Mit Urteil vom 11.11.1997 (Az. C-409/95) hat der Europäische Gerichtshof bereits vor beinahe zwei Jahrzehnten entschieden, dass Frauen, wenn sie in bestimmten Bereichen - wie hier bei der Besetzung von akademischen Lehrstühlen - unterrepräsentiert sind, nicht automatisch bevorzugt werden dürfen.

Sie müssen mindestens gleiche Qualifikation wie die bewerbenden Männer haben, zudem muss eine Einzelfallprüfung möglich sein, eine automatische Berufung von Frauen ist nicht zulässig. Mit anderen Worten: Die "Gleichstellung" findet ihre Grenze in der "Gleichberechtigung".

Mittlerweile gibt es in der Bundesrepublik Gesetze, das sog. Professorinnenprogramm, mit dem Ziel, die Universtäten durch finanzielle Zuwendungen dazu anzuhalten, mehr Frauen auf Professorenstellen zu berufen.

Dies führt in der Praxis bereits dazu, dass Professorenstellen teilweise nur noch für Frauen ausgeschrieben werden.

Fakten

Zu einer halbwegs fundierten Einschätzung der Berufungssituation von Frauen auf Professorenstellen sollte man nicht auf subjektive Befindlichkeiten abstellen, die einem vom eigenen, nicht unvoreingenommenen Ehemann bestätigt werden. Stattdessen sollte die Statistik herangezogen werden.

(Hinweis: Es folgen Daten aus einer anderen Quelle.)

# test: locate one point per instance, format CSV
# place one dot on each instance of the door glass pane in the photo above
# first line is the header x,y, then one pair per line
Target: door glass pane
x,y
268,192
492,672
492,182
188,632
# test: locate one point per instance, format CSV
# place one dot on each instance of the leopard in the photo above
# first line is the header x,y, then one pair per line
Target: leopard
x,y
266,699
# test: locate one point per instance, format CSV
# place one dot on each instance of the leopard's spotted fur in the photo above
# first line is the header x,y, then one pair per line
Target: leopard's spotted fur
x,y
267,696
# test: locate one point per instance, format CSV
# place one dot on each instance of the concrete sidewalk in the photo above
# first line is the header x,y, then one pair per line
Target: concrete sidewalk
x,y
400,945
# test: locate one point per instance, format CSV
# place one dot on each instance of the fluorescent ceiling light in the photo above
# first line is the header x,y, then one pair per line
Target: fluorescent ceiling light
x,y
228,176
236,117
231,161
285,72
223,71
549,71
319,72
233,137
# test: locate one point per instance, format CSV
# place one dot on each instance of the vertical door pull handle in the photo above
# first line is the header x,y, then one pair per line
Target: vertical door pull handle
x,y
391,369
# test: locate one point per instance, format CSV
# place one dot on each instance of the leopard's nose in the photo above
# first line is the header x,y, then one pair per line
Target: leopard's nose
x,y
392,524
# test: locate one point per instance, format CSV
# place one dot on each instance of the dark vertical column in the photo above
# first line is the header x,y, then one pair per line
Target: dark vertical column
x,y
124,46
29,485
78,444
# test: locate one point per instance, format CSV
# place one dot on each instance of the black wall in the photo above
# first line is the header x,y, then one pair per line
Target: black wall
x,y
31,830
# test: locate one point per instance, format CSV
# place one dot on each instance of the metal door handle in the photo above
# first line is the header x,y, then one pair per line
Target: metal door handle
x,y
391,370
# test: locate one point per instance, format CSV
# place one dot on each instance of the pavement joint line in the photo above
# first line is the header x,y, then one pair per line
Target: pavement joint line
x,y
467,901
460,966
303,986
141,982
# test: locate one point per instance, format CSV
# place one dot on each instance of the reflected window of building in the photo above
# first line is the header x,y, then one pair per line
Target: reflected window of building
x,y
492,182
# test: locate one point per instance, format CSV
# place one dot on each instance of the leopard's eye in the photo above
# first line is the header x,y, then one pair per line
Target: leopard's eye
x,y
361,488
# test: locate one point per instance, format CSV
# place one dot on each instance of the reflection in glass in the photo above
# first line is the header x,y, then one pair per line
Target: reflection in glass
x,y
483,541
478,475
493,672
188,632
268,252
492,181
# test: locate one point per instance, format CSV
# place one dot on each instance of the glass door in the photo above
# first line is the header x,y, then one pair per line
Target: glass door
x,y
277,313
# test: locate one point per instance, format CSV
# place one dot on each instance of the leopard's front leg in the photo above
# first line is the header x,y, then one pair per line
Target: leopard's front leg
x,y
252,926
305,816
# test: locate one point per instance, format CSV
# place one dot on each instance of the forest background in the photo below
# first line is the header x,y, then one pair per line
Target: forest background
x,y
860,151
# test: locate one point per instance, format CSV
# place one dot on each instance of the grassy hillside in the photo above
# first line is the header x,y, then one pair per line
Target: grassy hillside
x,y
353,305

Die "Gemeinsame Wissenschaftskonverenz" veröffentlicht hierzu jährlich Studien. In der Studie "Chancengleichheit in Wissenschaft und Forschung" aus 2010/2011, dort Seite 7, wird jedenfalls festgestellt, dass in jedem Jahr seit 1997 mehr Frauen tatsächlich auf Lehrstühle berufen und ernannt werden, als ihrem Anteil an den Bewerbungen für diese Lehrstühle entspricht.

In der Studie ist auf Seite 7 sogar ein Bildchen hierzu abgedruckt.

Der Anteil der Bewerbungen von Frauen im Jahr 2011 auf Professorenstellen betrug demnach 23,7 %. Der Anteil von Frauen bei den Berufungen beträgt 26,8 %, bei den Ernennungen dann 26,7%.

Umgekehrt muss der Anteil von Männern bei Bewerbungen/Berufungen und Ernennungen bei 76,3 %, 73,2 % bzw. 73,3 % betragen. Anteilsmäßig werden also weniger Männer berufen, als ihrem Anteil an den Bewerbungen entspricht.

Dies bedeutet, dass eine Frau, wenn sie sich denn bewirbt, mit höherer Wahrscheinlichkeit auch berufen wird, als ein Mann.

Unterstellt man, dass die akademischen Publikationene von Frau Prof. Dr. Kruse eine ähnliche Qualität haben wie der von ihr in der FAZ veröffentlichte Artikel, wundert es nicht, dass sie nicht bereits früher auf einen Lehrstuhl berufen wurde. Es ist traurig, dass die FAZ derart subjektiven Gefühlsäußerungen ein Forum gibt, ohne auch nur ansatzweise die objektiv belegbaren Fakten darzustellen.